The APSA site's home page also contains links to two recent articles concerning gay marriage.
jqueer
From just the blurb, I'd have to say the research is suspicious. The words "absolutist" and "contextual" seem more likely to describe genetic predispositions to extermism and moderation. The researches seem to agree. From their abstract, "The results indicate that genetics plays an role in shaping political attitudes and ideologies but a more modest role in forming party identification."

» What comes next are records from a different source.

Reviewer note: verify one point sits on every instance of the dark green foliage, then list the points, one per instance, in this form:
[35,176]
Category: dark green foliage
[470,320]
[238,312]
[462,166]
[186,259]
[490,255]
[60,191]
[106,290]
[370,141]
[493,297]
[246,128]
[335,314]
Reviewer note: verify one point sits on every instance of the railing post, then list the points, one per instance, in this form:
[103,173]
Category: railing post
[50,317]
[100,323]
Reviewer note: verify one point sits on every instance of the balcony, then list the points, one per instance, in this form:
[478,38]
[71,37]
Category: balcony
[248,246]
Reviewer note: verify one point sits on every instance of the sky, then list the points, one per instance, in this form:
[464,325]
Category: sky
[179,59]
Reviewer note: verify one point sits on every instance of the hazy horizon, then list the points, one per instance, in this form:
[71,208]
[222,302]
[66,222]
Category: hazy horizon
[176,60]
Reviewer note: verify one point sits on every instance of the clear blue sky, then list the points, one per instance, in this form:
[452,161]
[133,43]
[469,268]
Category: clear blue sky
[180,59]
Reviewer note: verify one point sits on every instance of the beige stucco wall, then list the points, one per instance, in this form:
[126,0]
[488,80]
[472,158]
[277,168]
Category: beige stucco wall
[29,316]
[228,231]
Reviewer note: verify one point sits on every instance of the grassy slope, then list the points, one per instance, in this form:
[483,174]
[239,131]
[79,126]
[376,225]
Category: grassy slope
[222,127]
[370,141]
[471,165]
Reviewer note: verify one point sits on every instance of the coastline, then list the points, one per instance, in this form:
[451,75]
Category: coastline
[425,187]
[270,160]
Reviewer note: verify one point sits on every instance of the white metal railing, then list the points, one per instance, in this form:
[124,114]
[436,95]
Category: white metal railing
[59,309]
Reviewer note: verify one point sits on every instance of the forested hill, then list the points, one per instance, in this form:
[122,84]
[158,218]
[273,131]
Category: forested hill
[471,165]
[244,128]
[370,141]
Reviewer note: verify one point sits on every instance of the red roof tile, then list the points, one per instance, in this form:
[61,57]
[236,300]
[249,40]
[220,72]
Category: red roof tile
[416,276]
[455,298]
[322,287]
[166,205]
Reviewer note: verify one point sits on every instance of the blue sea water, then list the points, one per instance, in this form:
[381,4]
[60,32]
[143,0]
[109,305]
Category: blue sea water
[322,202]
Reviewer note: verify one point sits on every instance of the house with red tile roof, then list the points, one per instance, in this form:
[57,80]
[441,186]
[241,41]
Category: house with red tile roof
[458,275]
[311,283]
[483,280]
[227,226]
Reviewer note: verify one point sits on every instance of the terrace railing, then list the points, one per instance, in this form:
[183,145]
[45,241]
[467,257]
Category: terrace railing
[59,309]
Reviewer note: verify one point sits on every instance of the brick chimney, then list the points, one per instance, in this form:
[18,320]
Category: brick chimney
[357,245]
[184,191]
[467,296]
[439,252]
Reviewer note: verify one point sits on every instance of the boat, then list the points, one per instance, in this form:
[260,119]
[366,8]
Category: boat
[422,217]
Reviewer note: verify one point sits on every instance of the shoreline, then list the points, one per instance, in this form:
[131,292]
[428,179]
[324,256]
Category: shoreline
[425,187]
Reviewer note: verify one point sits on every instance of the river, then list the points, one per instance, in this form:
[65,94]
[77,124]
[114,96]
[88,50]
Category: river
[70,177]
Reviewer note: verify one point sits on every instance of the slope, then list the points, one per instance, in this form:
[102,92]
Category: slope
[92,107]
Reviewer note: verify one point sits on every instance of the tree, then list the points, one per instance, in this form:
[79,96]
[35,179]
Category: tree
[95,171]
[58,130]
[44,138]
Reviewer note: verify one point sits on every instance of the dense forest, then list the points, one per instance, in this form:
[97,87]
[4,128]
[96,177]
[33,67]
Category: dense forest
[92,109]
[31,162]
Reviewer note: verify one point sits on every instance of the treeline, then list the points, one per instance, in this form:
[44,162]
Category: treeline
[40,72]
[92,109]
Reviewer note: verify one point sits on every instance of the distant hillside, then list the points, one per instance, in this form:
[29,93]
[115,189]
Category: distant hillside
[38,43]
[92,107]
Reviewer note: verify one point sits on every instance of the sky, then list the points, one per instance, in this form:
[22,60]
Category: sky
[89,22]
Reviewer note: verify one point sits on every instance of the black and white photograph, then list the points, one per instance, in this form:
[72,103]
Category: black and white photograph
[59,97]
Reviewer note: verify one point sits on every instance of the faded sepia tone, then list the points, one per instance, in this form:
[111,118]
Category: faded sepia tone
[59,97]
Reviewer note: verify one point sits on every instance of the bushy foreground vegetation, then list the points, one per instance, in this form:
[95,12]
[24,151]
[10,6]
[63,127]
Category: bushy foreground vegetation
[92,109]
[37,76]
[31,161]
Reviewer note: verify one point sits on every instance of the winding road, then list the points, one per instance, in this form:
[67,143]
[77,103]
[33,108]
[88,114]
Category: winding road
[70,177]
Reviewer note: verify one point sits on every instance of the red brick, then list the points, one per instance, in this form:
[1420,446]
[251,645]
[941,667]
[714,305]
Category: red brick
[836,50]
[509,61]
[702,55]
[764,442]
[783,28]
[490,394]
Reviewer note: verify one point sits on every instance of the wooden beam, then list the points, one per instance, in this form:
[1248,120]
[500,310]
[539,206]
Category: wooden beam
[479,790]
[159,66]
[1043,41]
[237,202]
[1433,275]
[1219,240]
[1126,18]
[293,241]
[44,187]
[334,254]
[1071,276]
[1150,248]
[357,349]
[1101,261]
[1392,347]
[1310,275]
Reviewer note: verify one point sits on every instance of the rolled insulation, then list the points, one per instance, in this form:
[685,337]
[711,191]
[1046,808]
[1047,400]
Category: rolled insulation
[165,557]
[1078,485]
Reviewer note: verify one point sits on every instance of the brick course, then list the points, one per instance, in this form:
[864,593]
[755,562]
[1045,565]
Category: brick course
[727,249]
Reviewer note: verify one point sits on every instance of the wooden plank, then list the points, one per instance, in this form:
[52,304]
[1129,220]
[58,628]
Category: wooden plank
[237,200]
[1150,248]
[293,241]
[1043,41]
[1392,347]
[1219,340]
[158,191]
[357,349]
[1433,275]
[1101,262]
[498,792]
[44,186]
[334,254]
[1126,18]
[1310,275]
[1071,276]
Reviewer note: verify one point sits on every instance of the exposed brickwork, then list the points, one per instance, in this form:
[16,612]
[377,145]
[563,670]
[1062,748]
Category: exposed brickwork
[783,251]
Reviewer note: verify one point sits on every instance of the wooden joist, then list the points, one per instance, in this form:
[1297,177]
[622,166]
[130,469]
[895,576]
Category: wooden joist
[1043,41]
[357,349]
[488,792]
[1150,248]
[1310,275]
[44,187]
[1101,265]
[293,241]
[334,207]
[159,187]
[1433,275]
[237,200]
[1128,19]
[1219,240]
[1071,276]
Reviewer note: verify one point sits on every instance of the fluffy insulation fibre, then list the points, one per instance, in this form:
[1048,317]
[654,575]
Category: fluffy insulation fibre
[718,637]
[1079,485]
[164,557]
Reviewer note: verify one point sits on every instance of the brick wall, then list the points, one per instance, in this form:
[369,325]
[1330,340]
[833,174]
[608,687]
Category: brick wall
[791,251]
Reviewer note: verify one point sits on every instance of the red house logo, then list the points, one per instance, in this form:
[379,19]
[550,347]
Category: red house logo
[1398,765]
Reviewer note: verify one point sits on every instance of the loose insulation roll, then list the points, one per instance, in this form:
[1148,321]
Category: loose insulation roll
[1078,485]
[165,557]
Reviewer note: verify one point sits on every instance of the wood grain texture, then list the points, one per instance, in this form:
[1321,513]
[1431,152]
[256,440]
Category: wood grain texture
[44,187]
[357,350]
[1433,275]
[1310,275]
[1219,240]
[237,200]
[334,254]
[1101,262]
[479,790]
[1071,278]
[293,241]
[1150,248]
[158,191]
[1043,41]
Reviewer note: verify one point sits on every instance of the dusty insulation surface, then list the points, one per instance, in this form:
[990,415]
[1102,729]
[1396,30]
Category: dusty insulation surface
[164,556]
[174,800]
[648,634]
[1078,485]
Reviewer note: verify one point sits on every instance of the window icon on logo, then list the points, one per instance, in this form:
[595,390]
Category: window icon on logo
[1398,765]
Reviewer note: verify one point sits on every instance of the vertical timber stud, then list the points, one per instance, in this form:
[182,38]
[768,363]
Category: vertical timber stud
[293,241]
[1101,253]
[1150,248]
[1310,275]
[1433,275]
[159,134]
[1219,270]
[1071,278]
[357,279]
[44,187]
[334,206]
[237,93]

Ok, on further reading, these guys are morons. To contextualize the absolutist/contextual split the researchers go far beyond the differences between political ideologies (conservative/liberal). They discuss religion (fundamentalists/secular humanists), law (procedural/substantive due process),art (traditional form-based realism/modern free-form impressionism),morality (enduring standards/situational ethics) and medicine (traditional AMA/wholistic). If they'd have left it there, I'd have said they're trying to shoehorn millenia of human endeavor into two convenient categories that define everything, ignoring things like there's more to religious thought than fundamentalism and human secularism or more to art than tradition and modernism, but no, they went farther citing the obvious split down genetic lines of sport between footbal and frisbee. It's hard to take anything they have to say seriously at that point. If they'd said something about competitiveness/recreationalism, maybe, but you're either genetically a football player or a frisbee flicker?